I sit on the grass and arrange the flowers in the vase, their bright artificial color making a pretty display. I pull green runners of grass away from the stones and look in awe at the date carved in granite – August 7, 1986. Have 25 years really passed since I gave birth to a beautiful, red headed, little baby boy?

I think back, not to the day of his birth, but to a bright summer day 20 years ago. We celebrated that day he was five – presents for Justin and his brothers, a cake with cars, crayons and school supplies for our new venture into homeschooling, and new shoes he didn’t think he needed.

Who needs shoes when the summer days are warm and the green grass feels soft to bare feet? It was a year of abundance – abundant rain, about grass, abundant joy.

So much can change in a year. One year later we brought him home from the hospital with a day pass to spend his birthday at home. We wheeled him into his room in a wheelchair on loan from the hospital hoping the sight of his room would somehow trigger a reaction – a smile, perhaps an attempt to communicate. Nothing. His Daddy and I sat in his room and cried the first bitter tears of reality. The bright, comical, talkative, little boy was forever changed. There were no pictures, no cake, only presents that we opened for him – toys we hoped he might someday hold- toys that would be put away never to be used. The only ray of joy in that bitter year was the addition of a beautiful little girl born just weeks before his sixth birthday in the midst of that long hospital stay and lost summer.

Today as I pull grass runners and uncover the gray stone, I find I am just as awed at the second date carved in the rock – March 3, 2004. Seven years have passed since he left our earthly home. I grieved that night of his death, just as I grieved that day when we brought him home for his birthday – that deep, heart wrenching grief that hurts the chest and steals the breath.

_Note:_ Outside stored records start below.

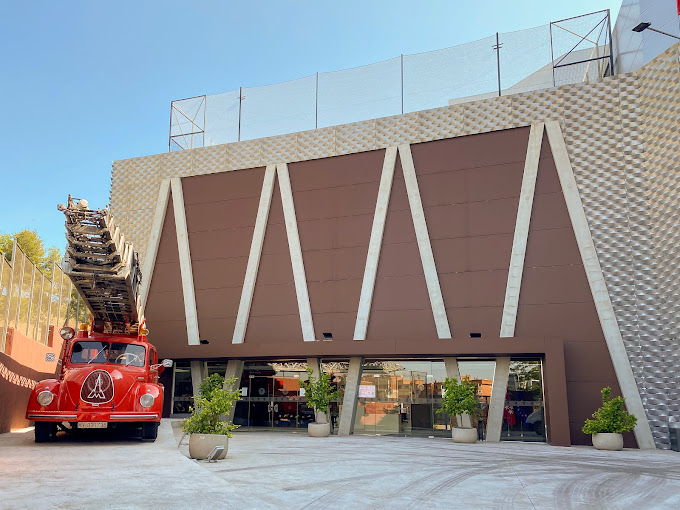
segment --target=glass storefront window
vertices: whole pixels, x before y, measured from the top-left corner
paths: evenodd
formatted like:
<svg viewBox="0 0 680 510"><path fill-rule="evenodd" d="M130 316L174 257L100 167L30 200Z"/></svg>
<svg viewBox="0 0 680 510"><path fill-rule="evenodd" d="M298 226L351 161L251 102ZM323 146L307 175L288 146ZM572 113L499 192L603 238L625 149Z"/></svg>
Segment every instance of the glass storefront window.
<svg viewBox="0 0 680 510"><path fill-rule="evenodd" d="M484 438L494 360L458 359L462 377L477 385L479 414L472 425ZM307 378L305 361L246 362L240 381L242 398L236 403L234 423L243 429L306 428L314 421L298 381ZM321 369L340 392L330 406L337 430L349 369L348 360L324 359ZM208 362L208 373L224 376L226 362ZM366 360L359 385L354 422L357 434L405 434L448 437L451 417L442 409L442 383L446 367L439 360ZM189 412L192 403L189 362L175 365L173 413ZM541 361L513 359L503 413L501 439L545 441ZM454 422L455 423L455 422Z"/></svg>
<svg viewBox="0 0 680 510"><path fill-rule="evenodd" d="M345 371L341 376L334 370ZM336 387L344 387L346 366L334 363L322 365L322 370L331 374ZM306 428L314 421L314 410L307 406L304 392L298 381L307 379L307 363L304 361L248 362L241 378L241 400L236 403L234 423L242 428L261 430L275 428ZM337 426L338 403L330 409L331 423Z"/></svg>
<svg viewBox="0 0 680 510"><path fill-rule="evenodd" d="M445 378L443 360L367 361L354 432L432 435L445 431L448 417L441 413Z"/></svg>
<svg viewBox="0 0 680 510"><path fill-rule="evenodd" d="M193 405L194 389L191 385L191 368L188 361L176 361L175 396L172 399L172 414L188 414Z"/></svg>
<svg viewBox="0 0 680 510"><path fill-rule="evenodd" d="M540 360L512 360L503 409L503 440L545 441Z"/></svg>

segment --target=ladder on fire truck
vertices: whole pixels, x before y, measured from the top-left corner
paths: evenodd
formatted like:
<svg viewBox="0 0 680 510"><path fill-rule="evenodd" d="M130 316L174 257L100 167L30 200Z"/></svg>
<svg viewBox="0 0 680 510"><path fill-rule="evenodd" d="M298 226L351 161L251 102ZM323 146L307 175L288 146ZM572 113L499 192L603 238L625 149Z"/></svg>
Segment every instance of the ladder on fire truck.
<svg viewBox="0 0 680 510"><path fill-rule="evenodd" d="M91 210L68 196L63 270L71 278L100 333L136 333L141 318L139 255L125 241L108 206Z"/></svg>

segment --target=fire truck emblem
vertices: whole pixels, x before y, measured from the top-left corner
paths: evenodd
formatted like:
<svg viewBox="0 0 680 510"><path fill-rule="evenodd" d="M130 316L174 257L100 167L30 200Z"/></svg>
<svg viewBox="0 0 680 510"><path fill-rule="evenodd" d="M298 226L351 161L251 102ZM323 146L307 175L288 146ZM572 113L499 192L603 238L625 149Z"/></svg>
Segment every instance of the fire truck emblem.
<svg viewBox="0 0 680 510"><path fill-rule="evenodd" d="M90 404L106 404L113 400L113 379L106 370L95 370L85 378L80 399Z"/></svg>

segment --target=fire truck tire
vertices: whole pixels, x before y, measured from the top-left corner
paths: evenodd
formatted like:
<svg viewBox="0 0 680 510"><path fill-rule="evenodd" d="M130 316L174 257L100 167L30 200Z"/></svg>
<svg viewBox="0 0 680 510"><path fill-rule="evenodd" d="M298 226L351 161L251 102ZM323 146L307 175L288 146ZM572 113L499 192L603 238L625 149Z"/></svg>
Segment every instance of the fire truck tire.
<svg viewBox="0 0 680 510"><path fill-rule="evenodd" d="M158 423L142 423L142 442L153 443L158 437Z"/></svg>
<svg viewBox="0 0 680 510"><path fill-rule="evenodd" d="M57 424L47 421L35 422L35 442L47 443L52 441L57 435Z"/></svg>

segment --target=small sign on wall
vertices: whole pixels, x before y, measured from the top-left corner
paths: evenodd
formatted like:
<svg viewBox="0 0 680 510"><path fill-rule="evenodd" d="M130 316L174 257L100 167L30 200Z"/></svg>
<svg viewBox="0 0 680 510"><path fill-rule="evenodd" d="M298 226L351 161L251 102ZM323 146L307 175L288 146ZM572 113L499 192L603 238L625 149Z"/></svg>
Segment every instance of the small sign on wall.
<svg viewBox="0 0 680 510"><path fill-rule="evenodd" d="M45 353L45 361L48 361L50 363L54 363L54 353L53 352L48 352Z"/></svg>
<svg viewBox="0 0 680 510"><path fill-rule="evenodd" d="M362 384L359 386L359 398L375 398L375 385Z"/></svg>

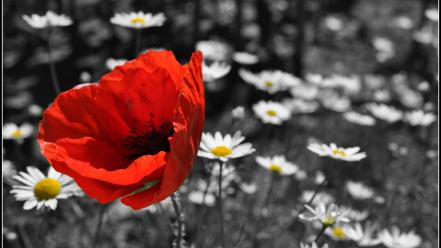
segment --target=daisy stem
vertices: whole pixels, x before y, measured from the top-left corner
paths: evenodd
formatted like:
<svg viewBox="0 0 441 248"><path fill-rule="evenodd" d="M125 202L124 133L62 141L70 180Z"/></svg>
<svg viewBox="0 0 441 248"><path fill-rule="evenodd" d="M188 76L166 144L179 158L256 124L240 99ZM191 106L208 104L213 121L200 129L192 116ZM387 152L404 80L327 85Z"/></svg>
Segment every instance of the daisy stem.
<svg viewBox="0 0 441 248"><path fill-rule="evenodd" d="M271 175L269 188L268 191L266 192L265 201L263 202L263 208L268 207L268 204L270 203L270 198L271 198L271 194L273 193L276 176L277 176L277 172L273 172Z"/></svg>
<svg viewBox="0 0 441 248"><path fill-rule="evenodd" d="M52 29L49 30L49 34L47 38L47 52L49 57L49 69L51 73L52 85L54 86L55 93L58 95L60 94L61 90L60 90L60 85L58 84L57 71L55 69L54 58L52 55L51 37L52 37Z"/></svg>
<svg viewBox="0 0 441 248"><path fill-rule="evenodd" d="M210 183L211 183L211 171L208 172L207 183L205 185L204 192L202 193L202 206L205 206L205 199L207 198L207 194L208 194L208 189L209 189ZM199 229L204 224L204 220L205 220L205 216L206 215L207 215L207 208L204 208L203 209L203 213L201 214L201 218L196 223L196 227L195 227L196 233L195 233L195 238L194 238L195 244L197 244Z"/></svg>
<svg viewBox="0 0 441 248"><path fill-rule="evenodd" d="M319 238L322 236L322 234L325 232L326 228L328 228L328 226L323 225L322 230L320 230L320 232L317 234L317 236L314 239L314 242L317 243L317 241L319 240Z"/></svg>
<svg viewBox="0 0 441 248"><path fill-rule="evenodd" d="M171 200L172 200L173 208L175 210L176 220L178 222L178 233L176 235L175 242L173 242L173 247L180 248L181 247L181 240L182 240L183 220L182 220L182 214L181 214L181 210L180 210L180 206L179 206L178 196L176 195L176 193L173 193L171 195Z"/></svg>
<svg viewBox="0 0 441 248"><path fill-rule="evenodd" d="M220 240L221 240L221 248L225 247L224 243L224 213L222 211L222 168L225 166L225 163L220 164L219 168L219 218L220 218Z"/></svg>
<svg viewBox="0 0 441 248"><path fill-rule="evenodd" d="M141 50L141 29L135 29L135 58Z"/></svg>
<svg viewBox="0 0 441 248"><path fill-rule="evenodd" d="M100 236L101 236L101 229L103 227L104 212L106 211L106 207L107 207L107 205L101 205L100 213L98 216L98 224L96 227L95 236L93 237L93 241L92 241L92 247L98 247L98 242L99 242Z"/></svg>

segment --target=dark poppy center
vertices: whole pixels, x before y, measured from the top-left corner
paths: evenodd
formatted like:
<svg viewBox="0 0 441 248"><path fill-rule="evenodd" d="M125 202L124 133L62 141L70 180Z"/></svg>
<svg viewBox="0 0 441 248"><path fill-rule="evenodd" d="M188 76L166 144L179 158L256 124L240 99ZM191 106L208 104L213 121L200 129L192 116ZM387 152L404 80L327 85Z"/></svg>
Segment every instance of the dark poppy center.
<svg viewBox="0 0 441 248"><path fill-rule="evenodd" d="M153 121L136 125L130 130L130 135L123 139L123 148L129 160L135 160L144 155L155 155L160 151L169 152L169 137L174 134L171 121L162 121L155 125Z"/></svg>

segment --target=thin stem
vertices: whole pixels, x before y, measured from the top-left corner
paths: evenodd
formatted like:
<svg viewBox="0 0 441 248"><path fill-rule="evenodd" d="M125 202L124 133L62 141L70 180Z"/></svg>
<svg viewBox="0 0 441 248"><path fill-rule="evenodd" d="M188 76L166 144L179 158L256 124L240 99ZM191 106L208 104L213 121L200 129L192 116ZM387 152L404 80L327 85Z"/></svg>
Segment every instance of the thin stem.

I grieve again today, but the hurt is not so deep because I am reminded of the life that forever changed mine. His passing, both times, brought pain, but his presence – especially the child that would never walk or talk again – taught me the truth about joy. God used his life to teach me how to be abundantly happy despite circumstance; to be truly joyful – that dance in the kitchen gladness that overflows into praise. And so, today I take flowers and remember Justin and joy!